The two most optimal chemotherapy schemes of the five have been identified, one of which was considered the main one, the second as a reserve. Chemotherapy was continued uninterrupted until intolerable toxicity or progression of the disease. In case of disease progression and normal somatic status (ECOG 0 - 2), the chemotherapy scheme was changed to reserve scheme. This approach made it possible to carry out chemotherapy for 2 - 4 months, holding down the rate of disease progression. This led to a significant contribution to overall life expectancy with a satisfactory quality of life. Poor somatic status of patients (ECOG 3 - 4) is an obstacle to the third line of chemotherapy in disease progression. In this case, patients were transferred to symptomatic therapy, which lasted on an average of 1 - 2 months, until death. A detailed algorithm for prescribing personalized systemic and intraperitoneal chemotherapy is discussed in a previous patent for an invention.

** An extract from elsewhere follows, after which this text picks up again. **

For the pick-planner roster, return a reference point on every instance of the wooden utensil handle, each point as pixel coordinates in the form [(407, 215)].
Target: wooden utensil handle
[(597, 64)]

RECIST 1.1 criteria were used to assess the objective effect on postoperative chemotherapy. Postoperative complications were assessed according to the AMM classification (Abdominal Morbidity and Mortality System) [29]. The undesirable phenomena during postoperative chemotherapy were assessed using the CTCAE criteria, version 4.03.
Statistical analysis
Statistical analysis was conducted using the application package “IBM SPSS Statistics” version 22.0 (IBM Corp., USA). The median and interquartile range were used in the description of the data, taking into account the non-normal distribution of signs using the Shapiro-Wilk test. Qualitative values are presented in absolute and relative numbers (n (%)). The U-test Mann-Whitney was used to compare quantitative data in two independent groups. The analysis of contingency tables (Pearson χ2 test, as well as two-sided Fisher’s exact test) was used to determine the statistical significance of differences in nominal features. Kaplan-Meier survival curves were used to analyze OS, disease-free survival, and median disease progression. The log-rank test was used to compare the significance of differences between groups. The critical level of significance was 0.05.
Results | ▴Top |
A comparison of the main clinical and pathological characteristics of the two groups is presented in Table 3.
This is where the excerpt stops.